With President Trump facing an impeachment inquiry, Democrats emboldened, and many Republicans distinctly queasy about the July 25 phone call to his counterpart in Ukraine, some in the GOP are beginning to consider the possibility of Mike Pence becoming the 46th President of the United States.
There is a long way to go before Trump is convicted of “high crimes and misdemeanors” by a two-thirds majority of a Republican-controlled Senate. But with events moving at remarkable speed and the president himself launching intemperate tirades via Twitter, some officials are starting to think about a President Pence.
If Pence, 60, were to occupy the Oval Office, former aides and biographers say, expect a more conventional presentational style rather than a major shift away from the populist policy proposals of Trump’s White House.
Although Pence allies are cautious to the point of paranoia about imagining life after impeachment, some privately said they would expect to see a more cautious and thoughtful White House emerge.
One pointed to an episode in 2017 when the chief of staff to both president and vice-president departed on the same day. While Trump fired Reince Priebus by tweet as he sat waiting for the president to leave Air Force One, farcically forcing other aides to abandon Priebus’ car, Josh Pitcock stepped down from the vice-president’s office in a move announced a month earlier, giving way to another longtime staffer.
“Polar opposites,” is how one former Pence aide described the differences in culture and staffs between the two offices.
The idea will excite many on the more traditional side of the Republican Party, who long for a return to a more conventional presidency.
A former congressman — he was first elected to the House of Representatives in 2000 — and governor of Indiana, Pence is known as a movement conservative which would make him, in the eyes of party stalwarts, a safe and predictably reliable Republican in the White House in a way that Trump, a former Democrat who had a history of many liberal political pronouncements, has never been.
In many respects, the quiet, evangelical Christian vice-president, famous for not dining alone with a woman other than his wife, could not be more different from Trump.

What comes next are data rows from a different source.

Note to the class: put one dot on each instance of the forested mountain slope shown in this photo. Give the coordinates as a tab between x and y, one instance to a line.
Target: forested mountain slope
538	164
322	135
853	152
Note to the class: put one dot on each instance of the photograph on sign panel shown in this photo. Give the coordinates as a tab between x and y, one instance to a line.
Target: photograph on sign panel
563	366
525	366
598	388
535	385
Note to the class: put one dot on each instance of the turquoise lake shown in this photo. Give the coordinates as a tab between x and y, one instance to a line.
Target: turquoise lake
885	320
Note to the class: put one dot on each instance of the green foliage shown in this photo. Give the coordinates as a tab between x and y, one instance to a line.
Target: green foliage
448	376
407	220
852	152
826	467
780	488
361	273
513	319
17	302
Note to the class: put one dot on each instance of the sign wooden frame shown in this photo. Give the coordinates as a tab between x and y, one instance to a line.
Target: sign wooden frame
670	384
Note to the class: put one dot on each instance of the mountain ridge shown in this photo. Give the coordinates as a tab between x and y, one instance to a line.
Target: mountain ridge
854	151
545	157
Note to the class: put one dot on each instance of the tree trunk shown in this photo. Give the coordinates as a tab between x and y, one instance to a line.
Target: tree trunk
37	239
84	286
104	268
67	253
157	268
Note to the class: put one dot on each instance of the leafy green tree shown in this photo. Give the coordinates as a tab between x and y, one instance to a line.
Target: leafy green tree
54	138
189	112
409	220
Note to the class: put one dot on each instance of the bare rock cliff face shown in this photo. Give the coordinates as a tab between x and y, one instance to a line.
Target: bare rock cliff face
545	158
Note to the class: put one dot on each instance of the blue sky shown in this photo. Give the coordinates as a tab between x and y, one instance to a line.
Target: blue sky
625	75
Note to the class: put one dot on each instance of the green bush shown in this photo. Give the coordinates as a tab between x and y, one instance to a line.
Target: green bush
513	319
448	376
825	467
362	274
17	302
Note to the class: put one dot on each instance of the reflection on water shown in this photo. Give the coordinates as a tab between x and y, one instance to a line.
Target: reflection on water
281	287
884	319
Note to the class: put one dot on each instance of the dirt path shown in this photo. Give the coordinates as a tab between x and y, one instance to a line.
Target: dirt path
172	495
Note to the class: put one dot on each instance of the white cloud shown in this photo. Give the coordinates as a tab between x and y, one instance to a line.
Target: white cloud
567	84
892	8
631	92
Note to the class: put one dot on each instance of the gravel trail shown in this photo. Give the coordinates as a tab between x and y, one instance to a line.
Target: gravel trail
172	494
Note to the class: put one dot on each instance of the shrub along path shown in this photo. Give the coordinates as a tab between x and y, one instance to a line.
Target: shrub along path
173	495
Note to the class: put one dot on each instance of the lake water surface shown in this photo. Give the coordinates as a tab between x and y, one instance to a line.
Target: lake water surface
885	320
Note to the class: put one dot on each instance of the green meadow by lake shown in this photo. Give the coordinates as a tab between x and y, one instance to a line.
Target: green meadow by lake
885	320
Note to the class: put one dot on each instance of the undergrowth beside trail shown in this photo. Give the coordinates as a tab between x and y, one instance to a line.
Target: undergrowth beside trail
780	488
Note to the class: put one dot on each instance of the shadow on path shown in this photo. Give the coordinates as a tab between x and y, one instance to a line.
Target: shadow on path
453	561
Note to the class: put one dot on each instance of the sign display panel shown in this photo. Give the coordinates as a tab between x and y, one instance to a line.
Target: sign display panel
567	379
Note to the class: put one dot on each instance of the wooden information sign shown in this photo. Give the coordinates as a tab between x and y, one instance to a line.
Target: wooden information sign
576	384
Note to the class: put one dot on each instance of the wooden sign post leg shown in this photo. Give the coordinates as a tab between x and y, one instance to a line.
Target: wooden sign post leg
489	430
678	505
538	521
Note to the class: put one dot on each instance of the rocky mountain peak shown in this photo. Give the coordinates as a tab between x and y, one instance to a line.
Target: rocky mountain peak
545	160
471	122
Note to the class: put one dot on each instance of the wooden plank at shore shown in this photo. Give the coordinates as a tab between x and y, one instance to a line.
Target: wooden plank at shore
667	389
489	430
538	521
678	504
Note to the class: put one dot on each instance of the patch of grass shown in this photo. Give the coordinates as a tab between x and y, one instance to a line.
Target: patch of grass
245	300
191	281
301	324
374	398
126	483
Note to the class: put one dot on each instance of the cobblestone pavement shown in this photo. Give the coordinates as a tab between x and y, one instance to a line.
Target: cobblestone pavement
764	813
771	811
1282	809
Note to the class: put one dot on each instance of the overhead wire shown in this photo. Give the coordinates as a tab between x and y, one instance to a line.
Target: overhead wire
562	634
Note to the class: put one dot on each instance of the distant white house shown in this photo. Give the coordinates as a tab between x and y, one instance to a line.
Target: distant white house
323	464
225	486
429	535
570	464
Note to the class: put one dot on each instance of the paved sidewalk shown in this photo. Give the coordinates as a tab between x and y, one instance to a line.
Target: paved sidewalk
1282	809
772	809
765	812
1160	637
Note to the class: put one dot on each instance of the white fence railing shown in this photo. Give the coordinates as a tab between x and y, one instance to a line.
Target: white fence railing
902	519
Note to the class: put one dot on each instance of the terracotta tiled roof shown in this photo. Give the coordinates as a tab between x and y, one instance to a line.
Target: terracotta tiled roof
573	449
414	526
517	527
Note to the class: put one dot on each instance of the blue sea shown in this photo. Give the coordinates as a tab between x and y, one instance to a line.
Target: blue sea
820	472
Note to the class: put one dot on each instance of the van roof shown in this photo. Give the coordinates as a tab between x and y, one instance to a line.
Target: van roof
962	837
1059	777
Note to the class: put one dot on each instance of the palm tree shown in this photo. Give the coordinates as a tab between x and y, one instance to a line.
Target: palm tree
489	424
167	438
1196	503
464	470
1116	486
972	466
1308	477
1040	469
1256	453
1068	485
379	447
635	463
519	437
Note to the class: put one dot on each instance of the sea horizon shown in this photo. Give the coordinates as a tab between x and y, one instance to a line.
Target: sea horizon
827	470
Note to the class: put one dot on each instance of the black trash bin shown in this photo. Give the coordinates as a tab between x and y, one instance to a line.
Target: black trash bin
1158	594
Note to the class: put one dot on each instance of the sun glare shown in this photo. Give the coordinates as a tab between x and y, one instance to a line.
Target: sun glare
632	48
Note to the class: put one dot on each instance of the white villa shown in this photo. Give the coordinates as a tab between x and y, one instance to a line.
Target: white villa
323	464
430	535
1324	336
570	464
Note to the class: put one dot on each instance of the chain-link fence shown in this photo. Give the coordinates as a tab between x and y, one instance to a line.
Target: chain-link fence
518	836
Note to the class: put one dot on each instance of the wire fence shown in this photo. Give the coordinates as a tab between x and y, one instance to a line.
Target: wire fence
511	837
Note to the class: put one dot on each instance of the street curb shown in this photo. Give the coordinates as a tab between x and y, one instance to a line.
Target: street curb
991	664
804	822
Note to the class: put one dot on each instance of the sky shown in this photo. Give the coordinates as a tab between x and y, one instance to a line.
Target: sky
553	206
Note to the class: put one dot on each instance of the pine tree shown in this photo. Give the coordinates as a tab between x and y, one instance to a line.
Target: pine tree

In 1991, after his first congressional campaign ended in defeat, he even declared that “negative campaigning is wrong.”
But for Tom LoBianco, author of a new Pence biography Piety & Power, replacing one with the other may not cause a huge change in political direction. “It’s not so much of a policy change, it would be a stylistic change,” he said.
“You would see things calm down significantly, He’s not a guy who’s going to be tweeting random things. I can pretty much guarantee you will never see a tweet storm from Mike Pence.”
The socially conservative direction — anti-abortion, anti-gay marriage — would stay much the same. “He would probably be a return to a George W. Bush style of conservatism, albeit a bit more conservative, given his history and what I know of him,” he said.
Andrea Neal, author of the biography Pence: That Path to Power said he was more likely to start his day in prayer than on Twitter. But she said the biggest policy changes might arrive through his belief in small government and fiscal conservatism.
“The guy who advocated limited government at every turn — and maybe Trump has advanced that through deregulation — but I have to think that Pence would be more vocal and more visibly promoting government policies to bring down the debt and rein in deficit spending,” she said.
But Pence is unlikely to roll back Trump’s protectionist stance and return to the sort of free market policies he espoused as a candidate in Indiana in 2000, LoBianco said.
Whether his own thinking on the subject has changed, he will have seen how Trump’s instinctive message played in states such as Ohio, Wisconsin, and Pennsylvania on his way to an electoral college win.
“Would he revert back? I don’t think so. There’s a political calculus that you have to win the Rust Belt,” he said. “So I think he would try to stay in Trump’s lane because he would want to be elected to the White House in his own right.”